Die Autoren der Studie entwickelten ein mathematisches Modell, das es erlaubt, in Kombination mit Daten aus der Feldforschung die Geschwindigkeit abzuschätzen, mit der sich Korallengemeinschaften auf natürliche Weise an die globale Erwärmung akklimatisieren könnten. In dem Modell setzten die Forschenden drei große Riffökosysteme verschiedenen Szenarien mit niedrigen, mittleren und hohen CO2-Emissionen aus: das Great Barrier Reef in Australien sowie Riffe der Karibik und des Korallendreiecks in Südostasien.

„Frühere Modellierungsstudien haben die Möglichkeit der Akklimatisierung nicht berücksichtigt“, so Agostino Merico. „Darüber hinaus ist wenig über die Geschwindigkeit bekannt, mit der Korallen sich akklimatisieren können. Das ist aber ein Aspekt, der für zuverlässige Vorhersagen über die Zukunft der Korallenriffe bei steigenden Temperaturen entscheidend ist.”

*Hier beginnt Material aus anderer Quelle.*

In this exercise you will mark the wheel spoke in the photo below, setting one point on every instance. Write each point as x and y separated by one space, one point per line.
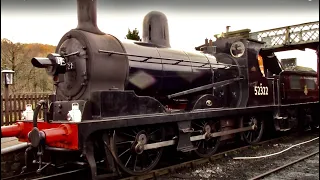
137 161
128 161
124 152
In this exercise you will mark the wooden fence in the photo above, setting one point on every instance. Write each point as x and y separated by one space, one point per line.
17 104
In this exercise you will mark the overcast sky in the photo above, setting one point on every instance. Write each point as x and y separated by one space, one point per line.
190 21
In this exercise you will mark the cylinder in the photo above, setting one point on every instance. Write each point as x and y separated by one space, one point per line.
12 130
57 134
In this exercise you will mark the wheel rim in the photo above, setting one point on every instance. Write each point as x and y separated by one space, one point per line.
127 146
253 136
208 146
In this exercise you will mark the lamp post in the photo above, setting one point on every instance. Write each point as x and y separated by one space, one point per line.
7 76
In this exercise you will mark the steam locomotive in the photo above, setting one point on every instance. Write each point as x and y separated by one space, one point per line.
123 102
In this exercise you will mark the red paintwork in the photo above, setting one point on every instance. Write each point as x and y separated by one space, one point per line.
57 134
13 130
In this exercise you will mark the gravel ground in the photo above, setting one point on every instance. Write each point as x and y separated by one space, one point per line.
307 169
228 168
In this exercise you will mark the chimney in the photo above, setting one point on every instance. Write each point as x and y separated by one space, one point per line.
87 16
206 41
227 29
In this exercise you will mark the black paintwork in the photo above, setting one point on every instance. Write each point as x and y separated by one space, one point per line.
122 103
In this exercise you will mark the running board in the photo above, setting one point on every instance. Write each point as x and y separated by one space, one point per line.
196 138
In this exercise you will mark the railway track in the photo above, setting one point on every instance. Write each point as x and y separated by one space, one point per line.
193 163
84 172
283 166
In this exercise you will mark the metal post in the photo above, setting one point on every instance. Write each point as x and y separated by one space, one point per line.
318 67
6 101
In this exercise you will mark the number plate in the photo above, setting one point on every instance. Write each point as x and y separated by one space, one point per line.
261 90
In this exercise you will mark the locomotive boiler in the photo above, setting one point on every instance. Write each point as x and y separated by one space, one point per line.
121 102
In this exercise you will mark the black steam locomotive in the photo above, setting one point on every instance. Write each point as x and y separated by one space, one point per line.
123 102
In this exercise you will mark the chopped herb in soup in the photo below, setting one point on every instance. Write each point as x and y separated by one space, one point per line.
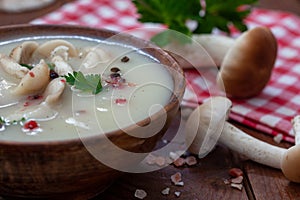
52 89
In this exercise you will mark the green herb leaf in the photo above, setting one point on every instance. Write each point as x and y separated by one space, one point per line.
51 66
175 14
70 78
87 83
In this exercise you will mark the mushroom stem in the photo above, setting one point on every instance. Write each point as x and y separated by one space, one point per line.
254 149
197 131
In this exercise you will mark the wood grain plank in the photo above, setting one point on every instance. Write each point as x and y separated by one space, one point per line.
268 183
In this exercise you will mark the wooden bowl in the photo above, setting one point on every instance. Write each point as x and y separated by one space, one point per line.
66 168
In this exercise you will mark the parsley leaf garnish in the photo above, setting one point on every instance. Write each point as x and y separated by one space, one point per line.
175 14
86 83
27 66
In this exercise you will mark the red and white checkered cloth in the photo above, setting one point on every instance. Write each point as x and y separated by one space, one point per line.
270 112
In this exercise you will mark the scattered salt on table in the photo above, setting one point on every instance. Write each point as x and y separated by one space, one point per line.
165 191
191 160
140 194
175 178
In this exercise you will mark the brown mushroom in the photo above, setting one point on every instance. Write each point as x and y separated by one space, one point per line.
247 67
206 126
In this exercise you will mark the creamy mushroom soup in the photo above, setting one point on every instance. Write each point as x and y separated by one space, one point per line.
54 88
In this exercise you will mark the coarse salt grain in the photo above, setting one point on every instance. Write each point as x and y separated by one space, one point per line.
235 172
191 160
177 194
175 178
173 155
165 191
140 194
237 186
150 159
179 162
181 183
238 179
160 161
278 138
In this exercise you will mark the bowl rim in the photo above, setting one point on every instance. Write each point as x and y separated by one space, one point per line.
10 32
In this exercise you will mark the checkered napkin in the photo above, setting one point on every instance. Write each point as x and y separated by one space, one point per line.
270 112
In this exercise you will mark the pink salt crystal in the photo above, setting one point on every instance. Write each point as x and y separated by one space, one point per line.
181 183
160 161
140 194
165 191
151 159
235 172
237 186
191 160
177 194
175 178
278 138
179 162
238 179
226 181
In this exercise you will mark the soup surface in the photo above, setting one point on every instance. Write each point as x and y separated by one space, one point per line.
118 85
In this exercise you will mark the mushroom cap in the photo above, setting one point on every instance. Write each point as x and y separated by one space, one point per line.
290 164
247 67
205 124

Die Modellsimulationen ergaben, dass die Akklimatisierung der Korallen ein gewisses Maß an Schutz bieten kann, indem sie den Rückgang einiger Riffe wie des Great Barrier Reefs verzögert. Die derzeitigen Akklimatisierungsraten werden jedoch nicht ausreichen, um die Korallen langfristig vor der globalen Erwärmung zu schützen. Die Modellergebnisse deuten auf einen erheblichen Rückgang der Korallenbestände in einem Zeitraum von 80 bis100 Jahren in allen drei Meeresgebieten hin, der je nach Region und dem Klimawandelszenario zwischen 12 % und 55 % liegt.

Korallen sind Lebensräume für eine Vielzahl anderer Organismen und erbringen wichtige ökologische Leistungen für Millionen von Menschen – wie etwa Küstenschutz, Nahrungsressourcen oder Wirkstoffe für Medikamente. Ihr Verschwinden würde somit verheerende Auswirkungen für die Menschheit haben.

“Unsere Ergebnisse unterstreichen, wie dringlich präzise Schätzungen der Fähigkeit und Geschwindigkeit sind, mit der sich Korallen auf natürliche Weise akklimatisieren. Dabei sollten auch Laborexperimente einbezogen werden“, meint Agostino Merico. „Globale Lösungen zur Verringerung von Emissionen, Managementmaßnahmen zur Minimierung lokaler Gefährdungen der Riffe und die vom Menschen unterstützte Evolution bleiben die ultimativen Strategien zum Schutz von Korallenriffen“, ergänzt der Forscher.